The Ashram welcomes seekers of spirituality, peace and happiness from all over the world irrespective of caste, creed, sex, religion or nationality. Our daily schedule and programmes are based on the principle of the 'Synthesis of Yoga' of H.H. Swami Sivananda and the Five Points of Yoga of Swami Vishnudevananda and include the practice of Hindu rituals.
Hinduism is a way of life rather than a religion. It is based on dharma or righteous living. It is free from religious fanaticism and allows freedom in matters of faith and worship. In Hinduism one is free to worship the form that is most appealing to the individual without being disrespectful to other forms of worship. Hinduism does not propagate conversion to or from other religions, for it holds that all religions or none are valid ways of worshipping the same divine principle.
In ancient India, the tradition was for students to live, work and study with their teacher (the gurukula system of education). An ashram provides a spiritual retreat to live and study under the guidance of a teacher. It provides a conducive environment for personal development and the pursuit of spiritual ideals.
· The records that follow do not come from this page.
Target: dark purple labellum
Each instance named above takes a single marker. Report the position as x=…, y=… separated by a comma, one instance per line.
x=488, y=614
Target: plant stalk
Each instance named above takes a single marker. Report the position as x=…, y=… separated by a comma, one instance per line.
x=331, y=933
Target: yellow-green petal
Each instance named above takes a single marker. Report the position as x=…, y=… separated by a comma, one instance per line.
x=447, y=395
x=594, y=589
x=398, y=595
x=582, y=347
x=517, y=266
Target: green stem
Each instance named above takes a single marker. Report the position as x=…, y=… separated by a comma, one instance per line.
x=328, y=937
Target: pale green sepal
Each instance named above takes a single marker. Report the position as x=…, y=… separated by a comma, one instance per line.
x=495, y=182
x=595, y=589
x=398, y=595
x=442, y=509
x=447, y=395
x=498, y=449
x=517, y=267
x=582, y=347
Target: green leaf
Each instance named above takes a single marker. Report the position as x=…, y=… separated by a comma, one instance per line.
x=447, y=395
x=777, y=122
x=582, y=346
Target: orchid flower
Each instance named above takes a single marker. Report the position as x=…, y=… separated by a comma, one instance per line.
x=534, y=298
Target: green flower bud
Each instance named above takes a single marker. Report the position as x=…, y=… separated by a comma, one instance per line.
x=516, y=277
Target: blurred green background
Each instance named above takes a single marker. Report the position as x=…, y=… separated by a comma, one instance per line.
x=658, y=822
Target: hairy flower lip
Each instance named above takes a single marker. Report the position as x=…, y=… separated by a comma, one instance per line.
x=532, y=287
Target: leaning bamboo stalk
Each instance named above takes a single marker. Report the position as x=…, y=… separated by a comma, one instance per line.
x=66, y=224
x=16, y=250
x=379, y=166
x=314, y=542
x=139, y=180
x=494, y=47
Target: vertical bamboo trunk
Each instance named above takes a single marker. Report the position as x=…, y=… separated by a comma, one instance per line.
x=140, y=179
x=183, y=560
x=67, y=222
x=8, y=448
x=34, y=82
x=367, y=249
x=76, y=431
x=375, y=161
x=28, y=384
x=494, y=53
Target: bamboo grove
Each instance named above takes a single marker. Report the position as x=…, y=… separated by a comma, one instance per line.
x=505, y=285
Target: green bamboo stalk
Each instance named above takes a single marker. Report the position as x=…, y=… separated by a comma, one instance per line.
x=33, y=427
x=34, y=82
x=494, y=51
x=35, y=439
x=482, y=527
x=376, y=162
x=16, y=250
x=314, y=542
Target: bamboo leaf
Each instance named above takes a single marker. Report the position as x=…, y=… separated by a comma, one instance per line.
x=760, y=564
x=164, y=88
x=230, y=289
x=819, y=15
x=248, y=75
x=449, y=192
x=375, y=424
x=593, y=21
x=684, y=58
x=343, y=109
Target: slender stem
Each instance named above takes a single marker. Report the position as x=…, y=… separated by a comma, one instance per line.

Temples are places of worship and meditation. The sanctity of the temples should be maintained at all times.
One should bathe and wear clean, modest clothing before entering the Temple area; if not at least hands, feet and face should be washed. Silence should be maintained as much as possible. Ladies should not visit the temple or participate in rituals during their monthly period.
Satsang is a Sanskrit word meaning gathering or coming together of seekers of truth. Held morning and evening, Satsang consists of approximately half an hour of silent meditation, half an hour of chanting and a talk or reading on an aspect of yoga philosophy.
Prayers help to promote a feeling of humility and devotion. Prayers are usually in Sanskrit (Kirtan) and chanted at the beginning and end of each class or ceremony. We invoke the blessings of Ganesha, to remove obstacles, Subramanya for protection and Saraswati for knowledge. Finally we salute our teachers (gurus).
Puja is one of the modes of Bhakti Yoga (yoga of devotion). Puja is the act of showing reverence to an aspect of the divine through invocations, prayers, songs, and rituals.
Homa or Havan is a fire ceremony, where auspicious items are offered to the divine, via the fire. A homa purifies the atmosphere and those within the vicinity.
Every satsang and puja ends with a ceremony known as 'arati'. A flame, symbolising the light of knowledge, is waved before images of the deities and teachers while mantras are chanted. Traditionally, camphor is burned, as it leaves no residue, a symbol for the ego vanishing without trace when knowledge dawns. As the light is offered, those present pass their hands towards the flame and then to their forehead as a form of blessing. At the end of the ceremony, blessed food known as prasad is offered.
Shoes, and to a lesser degree, feet, have unclean associations. Shoes are not allowed in any of the Ashram buildings. Shoes should be left neatly in the spaces provided. Please avoid pointing your feet towards the altar or teacher.
In India, one should avoid using the left hand when interacting with others. In our Ashram, meals are served in the traditional manner by sitting on the floor and eating with the right hand. It is considered impolite to offer anything or serve food with the left hand. Eat, give and receive with your right hand.
All books are symbolically associated with Saraswati - the goddess of learning and creativity. It is considered disrespectful to place the feet or sit on books.